Hopefully, you are at least familiar with the notion of stochastic integration. Given a sufficiently regular process $X$, one may define the stochastic integral $(H\cdot X)$ for a large class of integrands $H$ (assumed to be measurable with respect to the predictable $\sigma$-algebra). Now, the stochastic integral allows us to define something like a measure on the predictable $\sigma$-algebra as follows \begin{equation*} D\longmapsto (\mathbf{1}_{D}\cdot X), \end{equation*} where $D\subset [0,\infty)\times\Omega$ is predictable. Inspired by the above definition, we may be tempted to say that $X$ is "like" a martingale if there is an increasing sequence $\{D_{n}\}_{n}$ of predictable sets (which cover $[0,\infty)\times\Omega$) such that $(\mathbf{1}_{D_{n}}\cdot X)$ is a martingale for each $n$. Now, if $D_{n}=\{(t,\omega):0\leq t\leq T_{n}(\omega)\}$ for some sequence $\{T_{n}\}_{n}$ of stopping times, then one recovers the notion of a local martingale from this heuristic discussion. Thus, local martingales are like $\sigma$-finite measures, in that they are essentially martingales, but not forced to hold on all (some notion of measurable) subsets of $[0,\infty)\times\Omega$.

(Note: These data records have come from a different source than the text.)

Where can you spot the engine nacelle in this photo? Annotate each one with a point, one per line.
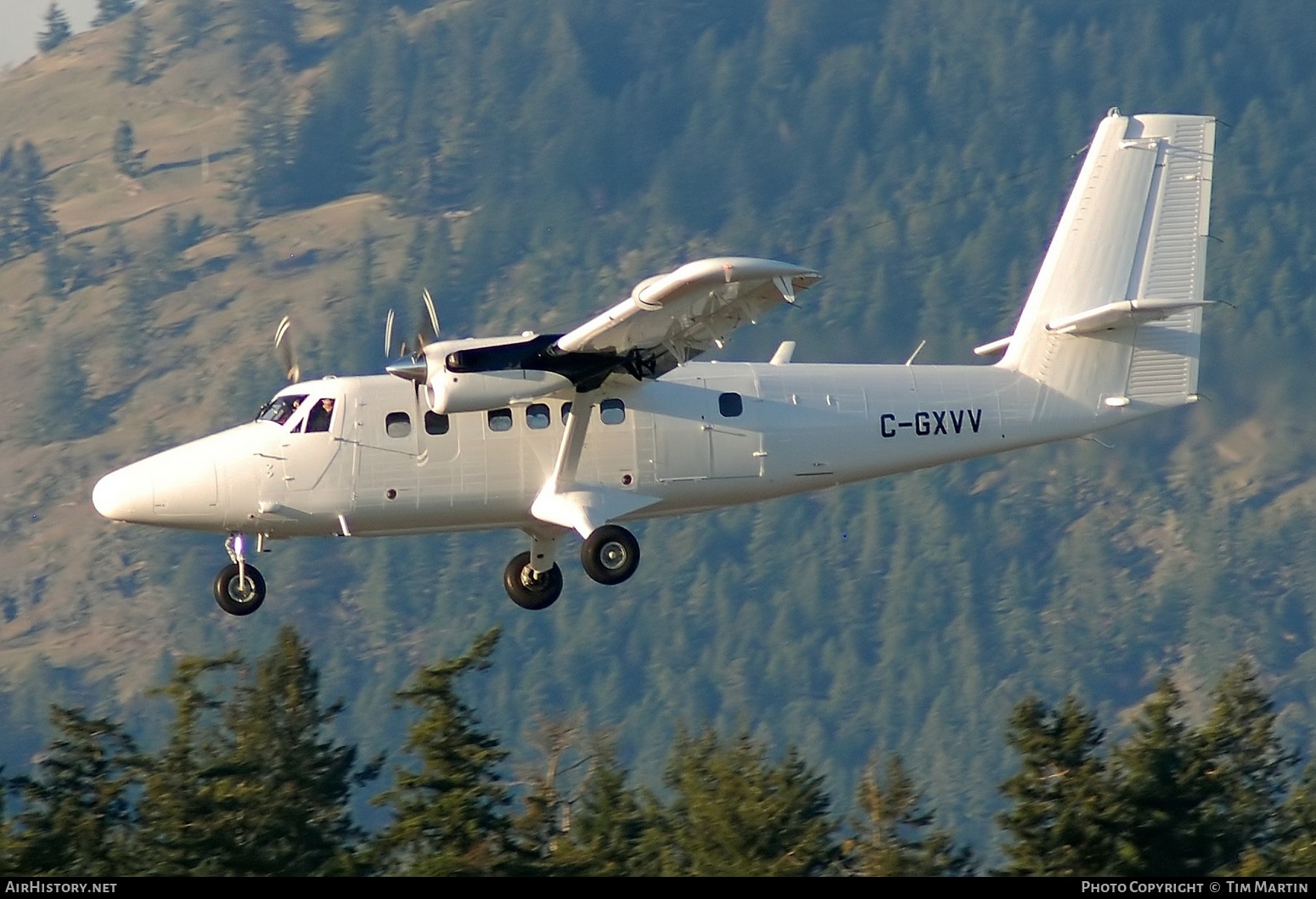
(475, 391)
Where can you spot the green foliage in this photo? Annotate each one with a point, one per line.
(608, 822)
(124, 150)
(895, 836)
(108, 11)
(918, 155)
(734, 813)
(26, 222)
(133, 58)
(450, 815)
(1170, 801)
(1057, 824)
(57, 29)
(251, 784)
(76, 813)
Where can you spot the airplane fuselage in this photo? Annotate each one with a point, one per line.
(705, 435)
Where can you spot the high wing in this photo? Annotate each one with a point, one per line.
(665, 322)
(672, 317)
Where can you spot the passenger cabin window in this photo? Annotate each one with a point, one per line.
(537, 416)
(436, 423)
(612, 413)
(397, 424)
(320, 415)
(280, 408)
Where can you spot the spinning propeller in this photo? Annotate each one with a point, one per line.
(412, 365)
(287, 351)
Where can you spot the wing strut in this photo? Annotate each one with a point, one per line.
(581, 507)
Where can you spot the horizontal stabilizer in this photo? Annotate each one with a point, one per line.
(1122, 313)
(1127, 262)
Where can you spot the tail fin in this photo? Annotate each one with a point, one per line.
(1115, 315)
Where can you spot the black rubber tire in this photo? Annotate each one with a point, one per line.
(540, 595)
(229, 594)
(610, 554)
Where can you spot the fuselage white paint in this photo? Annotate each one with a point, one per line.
(801, 428)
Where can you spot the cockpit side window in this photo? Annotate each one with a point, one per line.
(280, 408)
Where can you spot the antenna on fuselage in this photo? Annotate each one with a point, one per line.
(916, 351)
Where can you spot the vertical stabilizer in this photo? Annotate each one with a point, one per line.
(1115, 316)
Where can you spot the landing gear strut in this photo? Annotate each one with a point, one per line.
(239, 587)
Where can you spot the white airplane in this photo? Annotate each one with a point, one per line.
(610, 421)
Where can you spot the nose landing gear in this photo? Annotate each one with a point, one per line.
(239, 587)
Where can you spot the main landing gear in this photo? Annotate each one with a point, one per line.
(239, 587)
(610, 556)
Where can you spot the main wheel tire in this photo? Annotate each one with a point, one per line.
(610, 554)
(239, 597)
(528, 588)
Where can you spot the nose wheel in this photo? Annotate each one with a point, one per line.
(239, 586)
(239, 590)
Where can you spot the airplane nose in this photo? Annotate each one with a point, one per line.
(122, 495)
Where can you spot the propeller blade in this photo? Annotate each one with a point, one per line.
(286, 351)
(433, 315)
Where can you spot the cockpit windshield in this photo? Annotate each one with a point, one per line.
(280, 408)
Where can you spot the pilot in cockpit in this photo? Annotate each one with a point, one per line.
(279, 409)
(320, 415)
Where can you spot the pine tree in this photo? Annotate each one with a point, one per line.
(57, 29)
(736, 813)
(1058, 823)
(608, 823)
(76, 818)
(251, 784)
(124, 150)
(450, 815)
(1165, 795)
(26, 222)
(182, 812)
(108, 11)
(132, 59)
(894, 837)
(289, 782)
(1249, 767)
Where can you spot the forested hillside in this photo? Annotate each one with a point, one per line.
(177, 179)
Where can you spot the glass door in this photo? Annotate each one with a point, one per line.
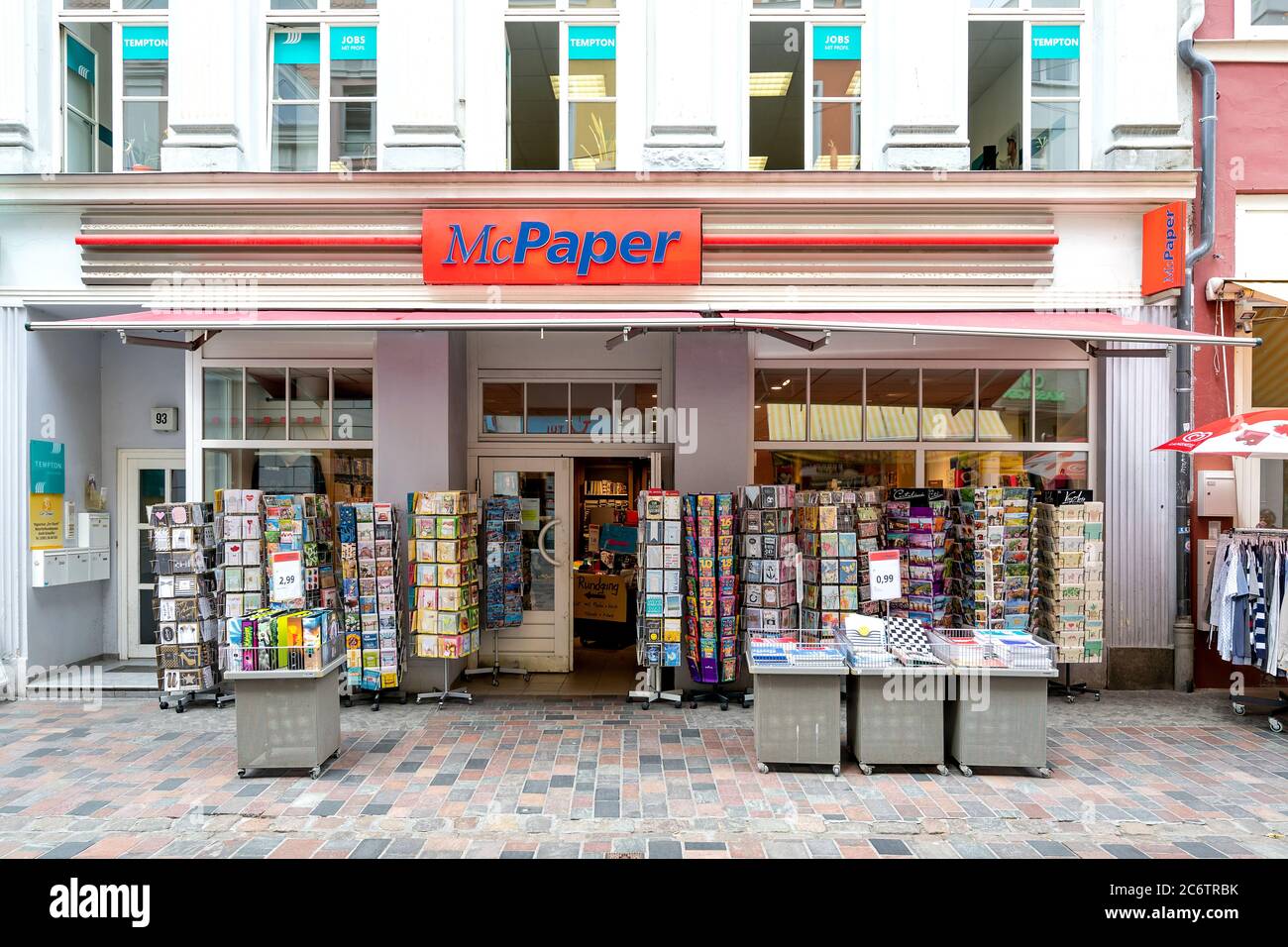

Thus, the importance of local martingales comes from exactly the same reason as $\sigma$-finite measures. Although they are not in general martingales, they have enough of their essential properties to be treated as martingales in the proofs of theorems (exactly like $\sigma$-finite measures compared to finite measures).